On Saturday January 14th, Sura Das of ISKCON Los Angeles was invited to speak at Culver City’s 12th Annual Dr. Martin Luther King Jr. Celebration in Culver City Hall.
Sura serves as the secretary and treasurer of the Interfaith Council of West Los Angeles, and represents ISKCON Los Angeles on the Council.
This theme of this year’s Martin Luther King Jr.

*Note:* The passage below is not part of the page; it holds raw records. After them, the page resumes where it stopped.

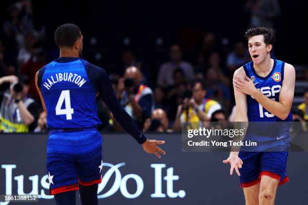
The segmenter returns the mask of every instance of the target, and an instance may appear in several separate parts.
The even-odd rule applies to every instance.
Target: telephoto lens
[[[23,88],[24,87],[23,86],[23,85],[19,82],[17,82],[13,85],[13,89],[17,93],[21,92],[23,90]]]

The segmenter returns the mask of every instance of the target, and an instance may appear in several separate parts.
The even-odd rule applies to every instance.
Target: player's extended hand
[[[239,171],[239,168],[242,168],[243,161],[242,161],[242,159],[241,159],[238,156],[230,155],[230,156],[229,156],[227,159],[222,161],[222,162],[225,164],[227,164],[228,163],[230,163],[230,165],[231,165],[231,168],[230,169],[230,175],[232,175],[233,174],[233,170],[235,169],[238,175],[239,176],[241,176],[240,171]]]
[[[239,91],[252,96],[254,92],[257,91],[254,82],[247,75],[245,75],[245,80],[241,79],[238,76],[235,76],[233,79],[233,86],[235,89]]]
[[[143,149],[147,153],[154,153],[158,158],[161,158],[161,155],[159,152],[163,154],[166,154],[166,152],[162,149],[158,147],[157,145],[162,145],[165,143],[164,141],[157,141],[155,140],[146,140],[142,144]]]

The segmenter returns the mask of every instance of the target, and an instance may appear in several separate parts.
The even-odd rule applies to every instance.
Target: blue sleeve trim
[[[249,76],[249,73],[248,72],[248,70],[247,69],[247,67],[246,67],[246,65],[247,64],[245,64],[243,66],[243,67],[244,69],[244,70],[245,71],[245,73],[246,73],[246,75],[248,77],[250,77]]]
[[[37,86],[41,89],[41,85],[42,85],[42,80],[43,80],[43,75],[45,72],[45,66],[43,66],[39,70],[39,74],[37,77]]]
[[[282,64],[281,64],[281,82],[283,81],[284,77],[284,62],[282,61]]]

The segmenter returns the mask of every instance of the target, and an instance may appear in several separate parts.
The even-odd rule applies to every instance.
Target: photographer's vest
[[[26,98],[23,102],[25,107],[34,102],[31,98]],[[9,92],[4,94],[3,100],[0,108],[0,130],[6,133],[27,133],[29,128],[24,125],[17,104]]]
[[[214,108],[213,106],[216,108]],[[211,113],[212,113],[216,110],[221,109],[221,107],[219,104],[216,101],[209,98],[204,98],[202,104],[199,106],[199,109],[202,112],[208,116],[208,113],[209,112],[210,109],[214,108],[212,111],[211,111]],[[209,117],[209,116],[207,116]],[[190,129],[197,129],[200,127],[202,127],[202,122],[200,120],[198,115],[196,112],[191,107],[189,107],[188,110],[186,112],[185,109],[183,112],[183,113],[181,115],[181,122],[189,122],[189,127],[191,127]]]
[[[303,118],[304,121],[308,121],[308,108],[304,103],[302,103],[298,106],[298,110],[301,111],[303,114]]]
[[[151,94],[151,95],[152,96],[152,108],[151,108],[151,113],[154,110],[154,98],[153,97],[152,93],[153,92],[152,92],[152,90],[149,87],[148,87],[146,85],[141,84],[139,86],[138,91],[135,95],[135,101],[136,101],[136,102],[138,102],[139,100],[142,98],[142,97],[143,97],[144,96],[145,96],[148,94]],[[134,120],[137,120],[137,118],[134,116],[134,114],[133,113],[132,107],[129,103],[128,97],[127,96],[126,93],[123,95],[123,97],[122,98],[121,102],[121,104],[122,105],[122,106],[124,107],[125,111],[126,111],[127,113],[128,113],[130,117],[131,117]]]

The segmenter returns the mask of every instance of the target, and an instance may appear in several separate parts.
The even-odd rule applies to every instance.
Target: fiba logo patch
[[[276,72],[272,75],[272,78],[276,82],[279,82],[281,79],[280,77],[280,73],[279,72]]]

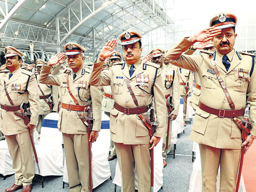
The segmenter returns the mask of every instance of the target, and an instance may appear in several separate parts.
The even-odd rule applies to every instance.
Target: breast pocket
[[[114,93],[116,94],[121,94],[123,93],[124,79],[115,79],[113,81]]]
[[[246,92],[248,88],[248,83],[249,80],[244,79],[238,77],[238,74],[234,73],[234,83],[233,90],[238,92],[245,93]]]
[[[217,88],[217,83],[219,83],[219,82],[216,74],[212,74],[204,70],[202,72],[202,76],[203,81],[201,83],[202,86],[207,89],[216,89]]]

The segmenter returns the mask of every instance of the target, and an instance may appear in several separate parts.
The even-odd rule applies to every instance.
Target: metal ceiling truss
[[[0,11],[4,16],[0,24],[0,26],[3,24],[0,30],[2,47],[4,44],[18,44],[24,49],[30,41],[32,41],[34,50],[52,52],[56,51],[56,48],[57,51],[60,51],[67,42],[72,41],[87,48],[86,54],[95,58],[106,40],[118,37],[122,31],[128,29],[137,30],[141,35],[159,27],[163,27],[167,33],[173,32],[173,21],[154,0],[126,0],[130,4],[124,7],[118,5],[118,0],[101,0],[102,3],[100,4],[96,0],[75,0],[66,6],[58,3],[63,8],[45,26],[33,25],[16,19],[10,20],[18,8],[31,9],[23,6],[26,1],[18,1],[9,13],[4,13],[0,7]],[[50,1],[58,4],[55,1]],[[7,0],[5,2],[7,4]],[[113,5],[118,9],[114,12],[109,12],[108,8]],[[109,15],[102,20],[97,18],[96,15],[101,11]],[[89,19],[96,22],[92,27],[87,26],[90,25],[86,23]],[[80,27],[87,28],[89,30],[83,34],[78,33],[77,30]],[[118,47],[117,49],[119,49]],[[87,59],[93,61],[94,58]]]

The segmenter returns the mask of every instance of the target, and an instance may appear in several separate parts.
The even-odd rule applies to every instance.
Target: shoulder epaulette
[[[114,63],[113,65],[113,66],[116,66],[117,65],[123,65],[124,63],[124,61],[119,61],[119,62],[115,62],[115,63]]]
[[[152,66],[157,69],[160,68],[160,66],[158,64],[156,64],[151,62],[147,61],[146,63],[147,66]]]
[[[238,53],[241,53],[242,55],[250,55],[250,56],[252,56],[255,57],[256,55],[252,53],[247,53],[247,52],[243,52],[242,51],[239,51]]]
[[[25,69],[22,69],[22,73],[24,73],[25,74],[26,74],[27,75],[29,75],[29,76],[31,76],[32,75],[33,75],[34,74],[32,72],[31,72],[30,71],[27,71]]]

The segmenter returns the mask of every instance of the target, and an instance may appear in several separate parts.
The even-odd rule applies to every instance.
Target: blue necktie
[[[228,59],[228,57],[226,55],[223,55],[223,57],[222,58],[222,63],[224,64],[225,67],[226,68],[226,70],[227,70],[227,71],[228,71],[228,69],[229,69],[229,67],[230,67],[230,63],[227,61]]]
[[[132,65],[131,66],[131,69],[129,70],[130,76],[132,77],[133,74],[133,68],[134,68],[134,65]]]

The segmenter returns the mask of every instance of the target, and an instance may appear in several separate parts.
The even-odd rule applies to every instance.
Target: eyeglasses
[[[129,49],[129,48],[132,50],[135,50],[135,49],[136,49],[136,48],[138,48],[138,47],[132,46],[129,47],[123,47],[123,50],[125,51],[128,51],[128,49]]]
[[[215,37],[216,37],[219,40],[221,40],[221,39],[222,39],[224,36],[225,36],[226,38],[227,38],[227,39],[230,39],[233,35],[234,35],[233,34],[228,34],[227,35],[217,35],[217,36],[216,36]]]

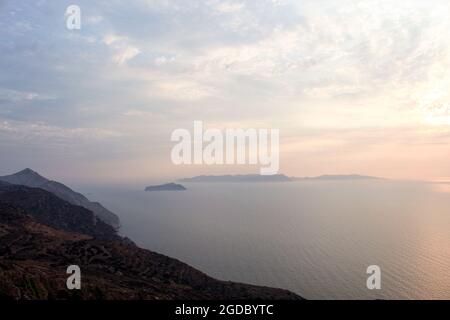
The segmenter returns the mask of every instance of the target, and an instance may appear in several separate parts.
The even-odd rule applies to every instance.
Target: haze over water
[[[308,299],[449,299],[450,194],[364,181],[186,183],[184,192],[109,189],[138,245],[224,279]],[[366,288],[379,265],[381,290]]]

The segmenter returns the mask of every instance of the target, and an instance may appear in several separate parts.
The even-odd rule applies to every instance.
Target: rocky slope
[[[89,210],[35,188],[0,188],[0,298],[300,299],[281,289],[215,280],[120,238]],[[81,290],[66,268],[81,268]]]
[[[48,180],[31,169],[27,168],[15,174],[0,177],[0,181],[44,189],[71,204],[84,207],[94,212],[96,217],[114,228],[120,226],[119,218],[98,202],[91,202],[81,193],[73,191],[60,182]]]

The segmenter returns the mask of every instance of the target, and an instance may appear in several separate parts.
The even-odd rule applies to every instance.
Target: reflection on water
[[[225,279],[310,299],[450,298],[450,195],[390,181],[92,191],[139,245]],[[439,191],[439,192],[436,192]],[[366,268],[382,290],[366,288]]]

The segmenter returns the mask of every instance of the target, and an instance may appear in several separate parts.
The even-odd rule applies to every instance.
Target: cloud
[[[33,100],[51,100],[54,97],[29,91],[18,91],[0,88],[0,100],[9,102],[33,101]]]

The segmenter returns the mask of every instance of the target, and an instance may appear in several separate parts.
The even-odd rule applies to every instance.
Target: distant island
[[[0,180],[1,299],[302,299],[283,289],[216,280],[179,260],[141,249],[96,219],[93,210],[63,198],[76,193],[62,193],[67,189],[56,182],[43,184],[44,178],[30,169],[2,178],[10,182]],[[38,183],[42,187],[25,185]],[[55,193],[44,187],[54,187]],[[67,266],[74,263],[85,279],[80,290],[67,286]]]
[[[166,183],[157,186],[148,186],[145,191],[184,191],[186,188],[177,183]]]
[[[322,175],[317,177],[288,177],[284,174],[275,174],[263,176],[259,174],[242,174],[242,175],[202,175],[192,178],[184,178],[180,182],[291,182],[304,180],[368,180],[380,179],[372,176],[364,176],[358,174],[346,175]]]

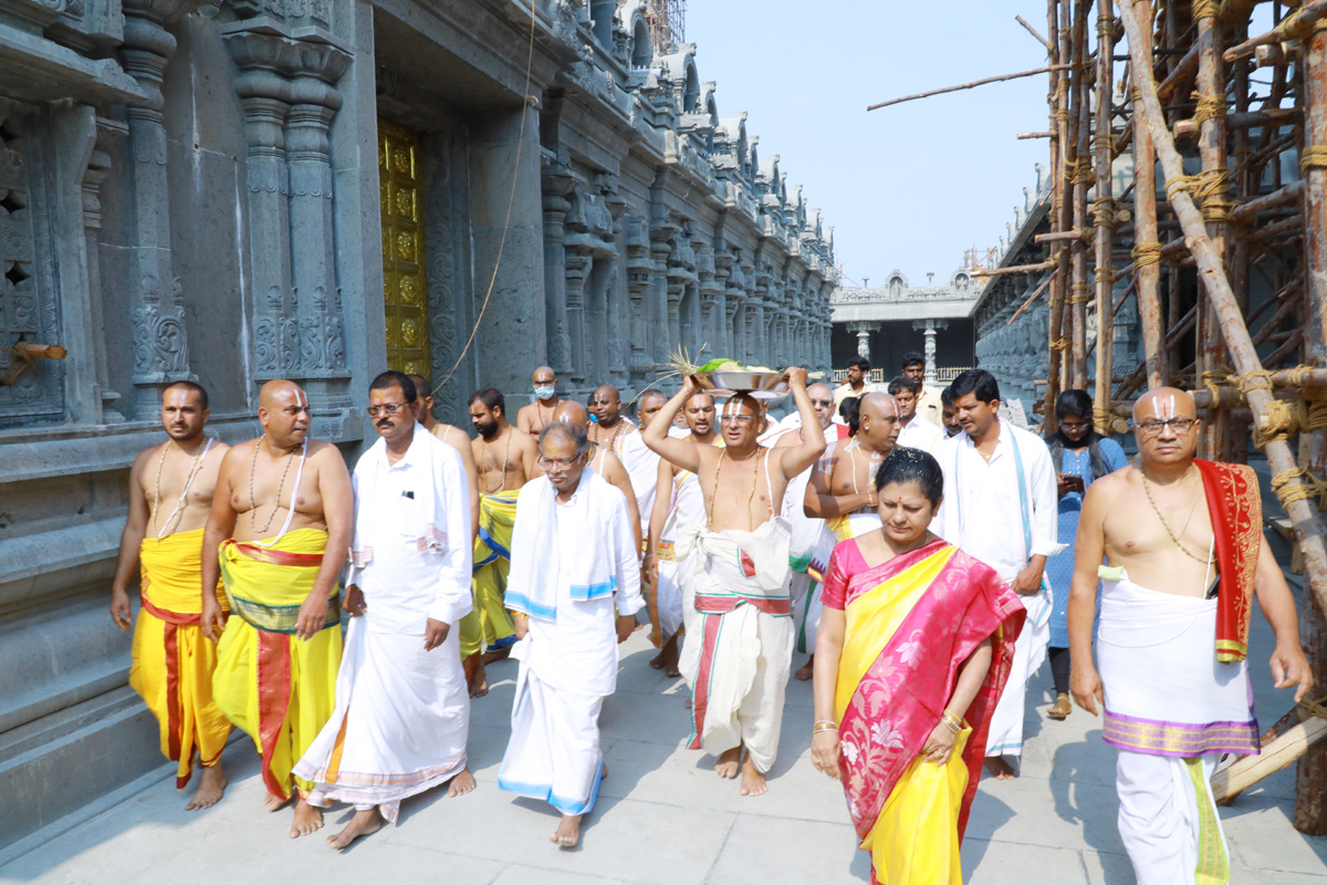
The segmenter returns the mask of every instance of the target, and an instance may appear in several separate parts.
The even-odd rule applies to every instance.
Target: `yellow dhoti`
[[[317,528],[288,532],[275,547],[226,541],[222,579],[231,602],[216,646],[212,691],[222,713],[243,728],[263,756],[263,783],[280,799],[312,784],[291,768],[330,718],[341,665],[341,605],[333,588],[322,629],[309,640],[295,624],[318,567],[328,535]]]
[[[162,755],[179,763],[178,789],[188,783],[194,752],[214,766],[231,734],[212,699],[216,646],[200,626],[202,552],[200,528],[145,539],[139,549],[143,606],[134,626],[129,685],[157,716]]]
[[[507,612],[507,572],[511,569],[511,532],[520,490],[479,496],[479,536],[475,539],[475,605],[460,620],[460,657],[503,649],[516,641]]]

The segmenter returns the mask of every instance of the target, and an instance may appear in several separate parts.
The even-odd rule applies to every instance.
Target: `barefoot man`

Celebration was “Peaceful Warriors for Positive Change.”
Sura Das spoke to an audience of a few hundred people, including the Mayor and City Council of Culver City, which is the township right across Venice Blvd from the ISKCON temple.
He described Sri Chaitanya Mahaprabhu’s non-violent civil disobedience against the Chand Kazi, who was the city magistrate of Navadvipa, West Bengal in the 16th century, and tried to stop Mahaprabhu’s followers from holding kirtan.
This model of civil disobedience, Sura said, was the same model followed by Mahatma Gandhi for his Satyagraha movement for Indian independence.
Howard Thurman, one of Dr. Martin Luther King’s mentors, met Gandhi in 1935 in India, and studied his Satyagraha movement.
Meanwhile King himself traveled to India with his wife Coretta in 1959. Speaking to a group of reporters at the airport, he said, “To other countries I may go as a tourist, but to India I come as a pilgrim.”
He met with the followers of the Satyagraha and imbibed many of Gandhi’s teachings in his non-violent civil rights movement.
Now, many years later, Sura said, the youth of America have again taken to the streets, marching for non-violence and disobedience as part of the Black Lives Matter and He’s Not My President movements.
And of course, the devotees of ISKCON Los Angeles are there too, to dance and chant with the thousands of non-violent marchers.